3.3 Resource Fragmentation Problem
To address the resource fragmentation problem, a solution is proposed. You can customize task manager resources based on the slot resource request. Task managers have the same number of resources in Flink 1.10. However, if fine-grained resource management is adopted and resource requirements are known, you can customize the task managers. In theory, the problem of resource fragmentation can be completely eliminated.
This comes at the expense of prolonging the scheduling time of jobs. To customize the task managers, the system has to wait until it receives the slot request. However, starting task managers is time-consuming. On the other hand, it may be difficult to reuse task managers. It may be necessary to release the old task manager and start a new one, which also takes a lot of time.
Different solutions can be used in different scenarios:
- Scheduling once for long-term operation
- Higher benefits from improved resource utilization
- Scheduling policies suitable for using custom Task Manager resources
- Batch (batch processing, especially for short queries)

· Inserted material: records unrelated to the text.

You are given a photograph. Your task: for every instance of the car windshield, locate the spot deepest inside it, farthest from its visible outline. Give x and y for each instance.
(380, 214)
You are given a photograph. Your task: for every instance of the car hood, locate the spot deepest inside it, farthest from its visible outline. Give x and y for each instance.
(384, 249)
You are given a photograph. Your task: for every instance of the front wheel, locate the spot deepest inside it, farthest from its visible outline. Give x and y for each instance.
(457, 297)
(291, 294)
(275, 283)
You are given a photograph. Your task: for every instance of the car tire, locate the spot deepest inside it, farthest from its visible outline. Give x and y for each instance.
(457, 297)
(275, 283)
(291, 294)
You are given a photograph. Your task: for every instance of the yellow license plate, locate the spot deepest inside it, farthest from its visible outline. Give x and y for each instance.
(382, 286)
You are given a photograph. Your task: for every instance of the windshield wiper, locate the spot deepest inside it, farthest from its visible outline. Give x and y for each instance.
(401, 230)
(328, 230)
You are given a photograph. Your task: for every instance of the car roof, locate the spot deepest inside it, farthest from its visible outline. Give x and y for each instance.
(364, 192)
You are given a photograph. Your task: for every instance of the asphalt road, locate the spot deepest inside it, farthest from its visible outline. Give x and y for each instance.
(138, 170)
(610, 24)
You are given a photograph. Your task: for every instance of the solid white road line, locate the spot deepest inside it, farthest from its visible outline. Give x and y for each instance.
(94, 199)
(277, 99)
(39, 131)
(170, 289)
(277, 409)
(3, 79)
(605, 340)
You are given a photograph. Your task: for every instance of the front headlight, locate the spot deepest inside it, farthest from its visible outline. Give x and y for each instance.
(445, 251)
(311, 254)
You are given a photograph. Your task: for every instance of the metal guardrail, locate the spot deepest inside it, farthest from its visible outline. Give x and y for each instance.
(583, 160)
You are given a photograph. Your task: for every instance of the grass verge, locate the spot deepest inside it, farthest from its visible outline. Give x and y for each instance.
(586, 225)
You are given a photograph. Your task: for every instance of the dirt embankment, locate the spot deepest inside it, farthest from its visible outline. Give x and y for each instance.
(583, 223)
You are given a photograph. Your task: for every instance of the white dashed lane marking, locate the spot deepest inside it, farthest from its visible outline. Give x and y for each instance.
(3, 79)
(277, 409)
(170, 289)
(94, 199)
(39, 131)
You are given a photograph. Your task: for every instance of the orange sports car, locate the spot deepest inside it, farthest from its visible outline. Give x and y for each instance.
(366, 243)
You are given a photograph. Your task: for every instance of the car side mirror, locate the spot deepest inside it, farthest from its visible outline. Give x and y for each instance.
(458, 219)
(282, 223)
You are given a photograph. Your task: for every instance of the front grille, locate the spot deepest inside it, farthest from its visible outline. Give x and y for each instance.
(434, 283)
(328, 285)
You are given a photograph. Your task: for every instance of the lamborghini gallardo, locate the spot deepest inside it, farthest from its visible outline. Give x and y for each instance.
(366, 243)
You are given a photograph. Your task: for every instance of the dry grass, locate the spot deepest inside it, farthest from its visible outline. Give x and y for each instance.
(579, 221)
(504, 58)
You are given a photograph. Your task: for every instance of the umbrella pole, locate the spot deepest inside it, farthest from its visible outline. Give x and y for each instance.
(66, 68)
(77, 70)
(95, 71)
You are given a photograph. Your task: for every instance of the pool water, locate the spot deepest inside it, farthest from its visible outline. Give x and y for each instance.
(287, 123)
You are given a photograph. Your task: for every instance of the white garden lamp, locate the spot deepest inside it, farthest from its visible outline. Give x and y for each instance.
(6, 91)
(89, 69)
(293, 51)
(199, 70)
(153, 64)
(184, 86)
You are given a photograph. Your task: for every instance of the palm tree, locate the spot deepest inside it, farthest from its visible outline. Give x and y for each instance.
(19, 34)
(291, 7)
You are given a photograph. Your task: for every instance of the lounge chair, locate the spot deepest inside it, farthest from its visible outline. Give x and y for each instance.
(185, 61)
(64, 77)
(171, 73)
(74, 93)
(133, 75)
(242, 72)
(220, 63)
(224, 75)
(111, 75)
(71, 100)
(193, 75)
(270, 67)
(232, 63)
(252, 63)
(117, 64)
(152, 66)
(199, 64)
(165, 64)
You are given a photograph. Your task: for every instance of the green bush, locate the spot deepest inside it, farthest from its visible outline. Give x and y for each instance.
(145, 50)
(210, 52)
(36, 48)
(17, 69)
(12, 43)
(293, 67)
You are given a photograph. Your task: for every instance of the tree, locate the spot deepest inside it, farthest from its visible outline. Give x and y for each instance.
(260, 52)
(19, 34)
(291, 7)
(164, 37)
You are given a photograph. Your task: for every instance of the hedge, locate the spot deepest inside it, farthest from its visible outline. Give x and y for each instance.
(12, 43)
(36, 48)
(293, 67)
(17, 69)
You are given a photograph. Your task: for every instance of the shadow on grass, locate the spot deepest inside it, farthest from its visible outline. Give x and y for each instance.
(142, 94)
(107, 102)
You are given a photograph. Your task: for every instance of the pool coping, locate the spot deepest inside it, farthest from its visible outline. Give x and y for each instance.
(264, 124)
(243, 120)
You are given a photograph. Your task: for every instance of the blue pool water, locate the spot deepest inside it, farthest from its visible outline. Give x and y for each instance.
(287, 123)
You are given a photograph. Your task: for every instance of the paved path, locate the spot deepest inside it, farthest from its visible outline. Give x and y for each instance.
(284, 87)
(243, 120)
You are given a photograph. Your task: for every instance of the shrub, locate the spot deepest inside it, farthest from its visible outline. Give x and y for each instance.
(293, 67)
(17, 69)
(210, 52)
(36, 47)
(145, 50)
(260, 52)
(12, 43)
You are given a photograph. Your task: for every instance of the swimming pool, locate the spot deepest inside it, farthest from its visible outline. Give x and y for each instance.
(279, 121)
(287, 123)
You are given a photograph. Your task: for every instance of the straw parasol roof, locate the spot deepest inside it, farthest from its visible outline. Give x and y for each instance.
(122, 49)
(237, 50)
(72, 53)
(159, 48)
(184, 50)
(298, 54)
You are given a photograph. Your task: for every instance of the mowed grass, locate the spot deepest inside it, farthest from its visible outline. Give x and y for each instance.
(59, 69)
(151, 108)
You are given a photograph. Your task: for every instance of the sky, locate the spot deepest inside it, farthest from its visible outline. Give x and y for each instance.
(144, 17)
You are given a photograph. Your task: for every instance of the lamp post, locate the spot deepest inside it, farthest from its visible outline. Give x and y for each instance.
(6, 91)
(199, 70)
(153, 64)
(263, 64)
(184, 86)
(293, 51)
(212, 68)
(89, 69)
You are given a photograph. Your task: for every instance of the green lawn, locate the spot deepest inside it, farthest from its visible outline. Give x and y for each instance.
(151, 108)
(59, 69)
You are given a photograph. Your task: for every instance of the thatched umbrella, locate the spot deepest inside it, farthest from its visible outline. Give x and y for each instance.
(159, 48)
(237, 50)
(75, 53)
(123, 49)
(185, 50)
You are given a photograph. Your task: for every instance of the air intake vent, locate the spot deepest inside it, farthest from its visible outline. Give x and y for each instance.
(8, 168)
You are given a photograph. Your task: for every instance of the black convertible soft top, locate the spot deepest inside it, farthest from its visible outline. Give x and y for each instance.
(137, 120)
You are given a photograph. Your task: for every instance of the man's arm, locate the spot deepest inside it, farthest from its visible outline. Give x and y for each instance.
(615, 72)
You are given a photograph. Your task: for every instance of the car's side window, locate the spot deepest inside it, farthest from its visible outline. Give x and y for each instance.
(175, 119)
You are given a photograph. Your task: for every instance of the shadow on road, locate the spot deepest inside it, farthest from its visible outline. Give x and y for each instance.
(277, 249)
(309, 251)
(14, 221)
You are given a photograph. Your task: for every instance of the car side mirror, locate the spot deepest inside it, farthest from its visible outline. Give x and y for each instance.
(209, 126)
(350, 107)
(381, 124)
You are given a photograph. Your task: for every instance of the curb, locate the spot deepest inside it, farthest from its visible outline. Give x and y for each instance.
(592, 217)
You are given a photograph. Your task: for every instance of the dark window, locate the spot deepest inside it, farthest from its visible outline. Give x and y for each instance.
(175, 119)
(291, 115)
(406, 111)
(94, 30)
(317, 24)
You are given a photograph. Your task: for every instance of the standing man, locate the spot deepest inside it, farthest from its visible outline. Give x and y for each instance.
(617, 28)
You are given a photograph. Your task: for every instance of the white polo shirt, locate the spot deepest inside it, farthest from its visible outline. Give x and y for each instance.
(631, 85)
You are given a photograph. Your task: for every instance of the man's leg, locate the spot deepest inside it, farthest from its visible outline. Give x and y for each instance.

- Frequent scheduling and short task running time
- Sensitive to scheduling latency
- Scheduling policies suitable for using non-custom task manager resources
3.4 Ease-of-Use Issues
Contrary to existing resource optimization, resource optimization in the case of fine-grained resource management is bottom-up resource management. You no longer need to configure the overall resources of a job. Instead, you need to configure the specific resource requirements for each task. You need to configure the task resources as closely as possible to its actual resource requirements to improve resource utilization. However, the problem is that the configuration is difficult. Therefore, this policy is more suitable for jobs with complex topologies or large scales.
Compared with the current resource optimization, neither mechanism is superior or inferior. Instead, different optimization policies can be used in different scenarios. From the perspective of the community, both policies have their own values.
3.5 Making Resource Scheduling Policies Plug-ins (FLINK-14106)
Both the static resource management mechanism and the fine-grained resource management mechanism require adaptation of the scheduling policies to different scenarios. Currently, the development of the scheduling policies into plug-ins in Flink 1.11 has been completed.
- Resource scheduling policies
- Number of task managers
- When to apply for or release a task manager
- Size of task manager resources
- Adaptation between slot request and task manager resources
From these three resource scheduling policies, you can summarize the following advantages:
- Provides different resource scheduling policies for stream processing and batch processing
- Provides fine-grained and non-fine-grained resource management to meet diverse requirements
- Allows the possibility of more resource scheduling policies in the future
- For example, Spark performs elastic scaling on clusters based on the load.
As Flink supports more application scenarios, flexible resource scheduling policies are essential to ensure high performance and resource efficiency. More Flink enthusiasts and developers are welcome to join our community and work together.
About the Author
Song Xintong (Wuzang), senior development engineer at Alibaba. In 2018, he graduated from the Institute of Network and Information Systems of Peking University and joined Alibaba’s real-time computing team. He was primarily responsible for the research and development of the resource scheduling and management mechanism in Apache Flink and Alibaba Enterprise Edition Blink.